Data source: UPS presentations. 

This trend is illustrated in the chart below, which depicts compensation and benefits as a percentage of revenue. Compensation costs increased noticeably in the third quarter of 2023. However, once UPS begins surpassing those costs in the third quarter of 2024, the comparisons will be much more favorable.

UPS financial metrics

Data source: UPS presentations, chart by author.

In addition, UPS announced it will cut 12,000 jobs in 2024, generating $1 billion in cost savings. CEO Carol Tome and former CFO Brian Newman discussed the matter on an earnings call in January. Newman noted that 75% of the job cuts would come in the first half, but the cost benefits “will be back-end weighted.”

Tome added, “So, it’s $1 billion of cost out now, but there’s even more cost out to come as we have a full-year benefit in 2025.” As such, UPS will experience significant downward pressure on costs in the second half of 2024 and through 2025.
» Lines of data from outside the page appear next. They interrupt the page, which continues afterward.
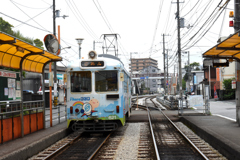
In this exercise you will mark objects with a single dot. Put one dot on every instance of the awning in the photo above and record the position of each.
(13, 51)
(228, 49)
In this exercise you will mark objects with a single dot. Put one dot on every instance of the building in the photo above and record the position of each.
(148, 78)
(138, 64)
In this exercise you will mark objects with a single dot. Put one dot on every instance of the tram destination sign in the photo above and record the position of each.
(92, 63)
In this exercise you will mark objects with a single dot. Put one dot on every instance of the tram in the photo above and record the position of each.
(98, 93)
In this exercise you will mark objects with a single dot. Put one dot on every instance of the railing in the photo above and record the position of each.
(59, 114)
(13, 108)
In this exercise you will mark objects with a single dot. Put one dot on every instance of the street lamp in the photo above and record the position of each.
(79, 41)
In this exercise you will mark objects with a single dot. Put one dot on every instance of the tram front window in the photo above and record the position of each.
(81, 81)
(106, 81)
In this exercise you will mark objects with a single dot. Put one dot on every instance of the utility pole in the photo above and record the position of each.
(164, 66)
(167, 72)
(237, 64)
(179, 51)
(189, 73)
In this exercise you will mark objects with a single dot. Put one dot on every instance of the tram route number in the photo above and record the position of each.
(112, 117)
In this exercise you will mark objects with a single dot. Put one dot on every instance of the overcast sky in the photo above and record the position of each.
(139, 23)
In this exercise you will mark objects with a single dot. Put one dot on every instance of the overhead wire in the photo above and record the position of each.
(214, 19)
(156, 25)
(27, 14)
(26, 23)
(104, 17)
(79, 19)
(26, 6)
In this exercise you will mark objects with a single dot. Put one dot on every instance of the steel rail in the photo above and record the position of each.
(153, 137)
(192, 144)
(100, 146)
(52, 154)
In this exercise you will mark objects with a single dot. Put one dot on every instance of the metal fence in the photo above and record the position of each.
(59, 115)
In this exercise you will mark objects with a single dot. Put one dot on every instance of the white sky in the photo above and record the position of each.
(134, 20)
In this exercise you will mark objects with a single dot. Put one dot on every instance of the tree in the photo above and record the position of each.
(7, 28)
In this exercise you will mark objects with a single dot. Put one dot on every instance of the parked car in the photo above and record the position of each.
(41, 93)
(28, 91)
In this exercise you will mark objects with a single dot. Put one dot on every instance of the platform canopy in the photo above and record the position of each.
(227, 49)
(13, 51)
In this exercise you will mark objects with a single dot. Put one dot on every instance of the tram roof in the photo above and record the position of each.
(229, 48)
(13, 51)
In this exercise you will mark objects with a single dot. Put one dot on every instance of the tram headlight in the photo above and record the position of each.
(76, 110)
(117, 109)
(71, 110)
(92, 54)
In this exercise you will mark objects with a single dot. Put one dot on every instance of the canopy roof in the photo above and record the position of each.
(229, 48)
(13, 51)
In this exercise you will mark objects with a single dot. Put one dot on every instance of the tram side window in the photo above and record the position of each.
(81, 81)
(106, 81)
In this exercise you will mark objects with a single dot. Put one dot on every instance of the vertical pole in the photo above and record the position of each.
(79, 52)
(50, 95)
(179, 51)
(164, 66)
(167, 73)
(21, 114)
(137, 102)
(209, 82)
(237, 64)
(43, 90)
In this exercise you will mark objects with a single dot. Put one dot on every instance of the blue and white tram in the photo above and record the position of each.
(98, 93)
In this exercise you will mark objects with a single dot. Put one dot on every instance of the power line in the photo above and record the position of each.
(25, 23)
(33, 17)
(26, 14)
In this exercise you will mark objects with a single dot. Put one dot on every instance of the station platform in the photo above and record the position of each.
(31, 144)
(222, 134)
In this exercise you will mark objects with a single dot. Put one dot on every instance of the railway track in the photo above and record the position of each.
(175, 143)
(77, 145)
(167, 144)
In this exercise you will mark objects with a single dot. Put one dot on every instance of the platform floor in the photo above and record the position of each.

Delivery volumes will recover

UPS management also expects better news on delivery volumes in the second half, which will feed into the 4% to 8% revenue increase it expects compared to the second half of 2023. Its U.S. domestic package average daily volume growth may have already turned positive at the time of writing.

UPS financial metrics.

Data source: UPS presentations.

For reference, the U.S. domestic package declined 3.2% in the first quarter, but Tome noted, “the rate of decline slowed as the quarter progressed, ending with March down less than 1%.” Newman went on to outline, “We’re expecting Q2 to be slightly positive” in terms of average daily volume in the U.S. domestic package segment in the second quarter on a year-over-year basis.

Incidentally, that figure is a crucial benchmark to monitor when UPS releases its second-quarter earnings report. Ultimately, Newman said he expects a low single-digit decline in U.S. domestic volumes in the first half to turn into a low single-digit increase in the second half.

UPS will have a better second half

Volumes are increasing, revenue is growing, and cost comparisons are easing. These tailwinds reverse the headwinds facing the company in the first half, and UPS will end the year looking much stronger than it did at the start of it.

Furthermore, as it enters 2025 and beyond, management’s focus on key end markets like healthcare and small and medium-sized businesses (SMB) should lead to revenue growth and margin expansion, while investments in automation and smart facilities should increase productivity.

All of these positive trends should begin in the second half for UPS, and the company looks set for a strong recovery — just keep an eye out for management’s commentary on the volume growth in the second quarter earnings report.